Nel mio lavoro non mi è stato difficile documentare, sia pure nel breve spazio di un saggio divulgativo, come nel 1861-1870 si è voluto applicare all’Italia, un “abito” che cozzava profondamente con la natura degli organismi politici pre-unitari, caratterizzati dalla presenza di numerose autonomie locali e giurisdizioni particolari laboriosamente coordinate.
Lo Stato pontificio, ad esempio, esce dal Medioevo con la tradizionale divisione nelle cinque “legazioni” (province), a loro volta divise in Governi e Stati. Tuttavia molte delle città prive del contrassegno di capoluogo di legazione riuscirono col tempo a sganciarsi dalle maglie provinciali e a intrattenere rapporti diretti con Roma, grazie alla nomina papale dei propri governatori.
Con Clemente VIII (pontefice dal 1592 al 1605) le province salgono a sei, ma non mancano i “governi separati” che, in linea di fatto, se non di diritto, sono equiparati alle province. Con le leggi rattazziane sull’ordinamento comunale e provinciale (23 ottobre 1859), sulla pubblica sicurezza (13 novembre 1859), sulle opere pubbliche (20 novembre 1859), sulle Opere pie (20 novembre 1859) e sull’amministrazione sanitaria (20 novembre 1859), si dà luogo invece a strutture governative monolitiche, in grado di assicurare al potere centrale il pieno controllo della vita locale, così da contenere anche le istanze municipalistiche e federalistiche e consolidare l’Unità.

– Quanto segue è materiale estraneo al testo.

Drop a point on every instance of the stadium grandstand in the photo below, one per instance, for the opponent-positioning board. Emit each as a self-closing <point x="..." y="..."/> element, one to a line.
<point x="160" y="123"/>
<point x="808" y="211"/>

Nelle relazioni annesse a tali leggi il richiamo costante era (già allora!) alla realtà dei paesi giudicati più “civili” d’Europa ed in particolare alla Francia. Le leggi di unificazione amministrativa del 1865, i cui temi essenziali sono ripresi nelle riforme crispine del 1889-90, passate alla storia come “seconda unificazione amministrativa”, determinano un periodo lungo, di quasi trent’anni, in cui si definiscono e si stabilizzano gli assetti istituzionali dell’Italia unita e le sue caratteristiche.
L’unificazione amministrativa operata sulla base delle leggi del 1859-1865 è criticata per non aver tenuto in nessun conto la legislazione e la fisionomia istituzionale non piemontese, prestandosi così ad incomprensione dei veri interessi nazionali. Qui si colloca il controverso tema della “Rivoluzione italiana”, termine utilizzabile come sinonimo del processo unitario, perseguito in realtà per tentare di trasporre nel nostro Paese i “principi immortali” del 1789.
Il vero presupposto dell’unità nazionale, piuttosto, dovrebbe essere identificato in quel fenomeno storico-sociale spesso misconosciuto della “Insorgenza”, manifestazione “vulcanica” della pre-esistenza di una nazione italiana al processo della sua “unità politica”.
L’Insorgenza, che rappresenta la risposta degli Italiani alla crisi prodotta dal cambiamento portato dalla prima esperienza di “modernità politica” fatta dai popoli della Penisola fra il 1796 e il 1815 segna infatti la prima vera manifestazione di un idem sentire degli italiani.
E’ il punto da cui (ri)partire per una valutazione serena del processo unitario: il fatto che già nel ‘triennio giacobino’ del 1796-1799 gli italiani reagissero in armi, in modo naturale e concorde, contro l’attacco alla loro bi-millenaria identità religiosa e a sostegno del Papa, non vuol dire che fossero meno italiani dei successivi artefici dei vari moti e spedizioni ‘patriottiche’ che, non fondandosi sulla ‘nazionalità spontanea’, non potevano certo fondare ‘naturalmente’ una reale unità fra i nostri avi.